The silence stretched between them as Marjorie absorbed that halting, rasping affectionate tale, surely the longest string of words Sir Lachlan had ever bestowed upon her. But the emotion behind it—he’d loved his mother. It seemed the habit he’d learned as a boy had stayed with the man. He sacrificed and served.
“Is she…is your mother in the Highlands somewhere?”
Sir Lachlan’s face shuttered. “No. She died long ago.”
“Forgive me, I—”
“Let them wash it,” he said gruffly. “To please Lady Janet. It will look…pretty.”
And with that pronouncement, he marched past her and out the front door toward the orchard.
Well.
Marjorie propped her chin on her hands and stared after Sir Lachlan.
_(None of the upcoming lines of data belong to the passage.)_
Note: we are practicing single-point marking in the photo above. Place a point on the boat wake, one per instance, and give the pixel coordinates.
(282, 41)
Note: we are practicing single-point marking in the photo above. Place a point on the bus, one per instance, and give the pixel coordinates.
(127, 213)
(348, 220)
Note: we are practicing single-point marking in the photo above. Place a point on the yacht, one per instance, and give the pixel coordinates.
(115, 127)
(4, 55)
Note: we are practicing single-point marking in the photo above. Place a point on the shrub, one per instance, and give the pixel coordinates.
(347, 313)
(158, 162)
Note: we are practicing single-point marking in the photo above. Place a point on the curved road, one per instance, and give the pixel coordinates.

Her head had accepted that he belonged to Janet, that they were lovers, that she had no choice but to remain a virgin until her wedding night with a husband of the king’s choosing.
Her heart had yet to reconcile with those facts.
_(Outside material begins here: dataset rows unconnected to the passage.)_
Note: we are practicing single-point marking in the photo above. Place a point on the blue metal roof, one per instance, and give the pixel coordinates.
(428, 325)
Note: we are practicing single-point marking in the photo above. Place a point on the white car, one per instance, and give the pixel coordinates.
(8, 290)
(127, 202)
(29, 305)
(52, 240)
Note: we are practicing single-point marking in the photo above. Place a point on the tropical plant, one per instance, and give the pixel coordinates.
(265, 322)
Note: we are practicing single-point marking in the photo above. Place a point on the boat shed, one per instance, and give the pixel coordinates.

It still believed that Sir Lachlan liked her a little. More than duty, which made it difficult to live under the same roof, as she kept pondering what he and Janet might do together in bed.
Would they ever permit me to watch them?
The shocking thought lodged in her mind, so wicked, so troubling, Marjorie leaped up and paced the entrance hall. It was sinful enough she wanted so much more from Janet, more touching, to be kissed and stroked and to learn how to do so in return. But to even entertain the thought of watching Janet and Sir Lachlan naked and pleasuring each other, bedding each other…
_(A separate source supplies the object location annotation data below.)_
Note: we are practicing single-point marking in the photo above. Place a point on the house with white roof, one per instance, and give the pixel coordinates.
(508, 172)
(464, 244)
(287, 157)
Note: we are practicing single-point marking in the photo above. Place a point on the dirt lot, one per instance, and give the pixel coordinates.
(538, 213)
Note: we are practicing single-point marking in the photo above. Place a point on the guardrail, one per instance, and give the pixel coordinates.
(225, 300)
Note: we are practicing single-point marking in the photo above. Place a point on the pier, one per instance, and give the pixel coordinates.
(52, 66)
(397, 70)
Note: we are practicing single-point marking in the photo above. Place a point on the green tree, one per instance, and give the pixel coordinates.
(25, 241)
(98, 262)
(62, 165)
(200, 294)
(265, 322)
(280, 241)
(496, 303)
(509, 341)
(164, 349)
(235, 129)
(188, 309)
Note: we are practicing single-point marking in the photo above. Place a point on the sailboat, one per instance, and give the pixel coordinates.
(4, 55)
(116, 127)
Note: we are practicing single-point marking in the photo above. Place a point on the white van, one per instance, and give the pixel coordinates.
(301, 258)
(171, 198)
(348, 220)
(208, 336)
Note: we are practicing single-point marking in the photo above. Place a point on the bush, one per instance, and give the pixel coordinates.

Marjorie shuddered, her breathing now shallow pants.
Wicked. Terribly, shamefully, wicked. Janet was her guardian, kindly teaching her. Sir Lachlan a protector.
Nothing more.
“Lady Marjorie,” came a voice to her left, and she turned to see the two servant women intent on turning her hair into a larder. The curtsies were polite, the expressions exasperated.
She sighed and surrendered. “Very well. Forgive my reluctance, but I’ve only ever washed my hair with lye soap. I did not know there were other remedies.”
One of the women grimaced. “Lye soap? Oh no, m’lady. This will be so much better. No tangles, and it will smell sweet and fresh too.”
“Will it take very long? I must meet Lady Janet in the solar at noon. For a, er, lesson.”
That I wouldn’t miss for the world.
“A half hour at most. We’ve done it for all the ladies. And our sisters. We’ll have your hair looking right nice in no time.”
Marjorie shot a doubtful look at the basket. The egg she would try, if for no other reason than Sir Lachlan’s poignant story. But bacon fat? Ugh. “Where?”
The other woman smiled. “We have a little bathing tent set up outside for privacy. Hood, gown, and kirtle off; shift on. Come with us and we’ll begin.”
Soon she knelt on a cushion in front of a large wooden bucket. Several other smaller buckets sat nearby, each filled to the brim with fresh water.
After wetting her hair, two egg yolks were rubbed in. Then the women rinsed it clean with jugs of water. Next came the bacon fat, and Marjorie’s nose twitched at both the smell and the unpleasant cool greasiness on her scalp. Once they’d scraped and rinsed that away, a small deluge of vinegar covered her entire head, trickling onto her arms and down her face, as expert hands firmly massaged. If this was the final treatment, no one would want to sit near her for at least a week. But the vinegar washed away into the wooden bucket, and the servant opened another jar of something green that actually smelled lovely, like fresh herbs.
Marjorie sniffed appreciatively. “Is that mint?”
“Aye, m’lady. Will make your head tingle. Plus parsley, thyme, and watercress made into a paste.”
They let the paste sit in her hair for a few minutes before rinsing, then a servant dried away the excess water with a linen towel. Marjorie prepared to stand, but the other servant’s voice halted her.
“Two more things, m’lady. We’ll rub your hair with silk, then comb it.”
She nodded reluctantly, as they were clearly skilled in their work. But when the woman eventually produced a wooden comb, Marjorie gritted her teeth. This was always the worst part.
The comb slid through her hair like an eating knife through tender meat.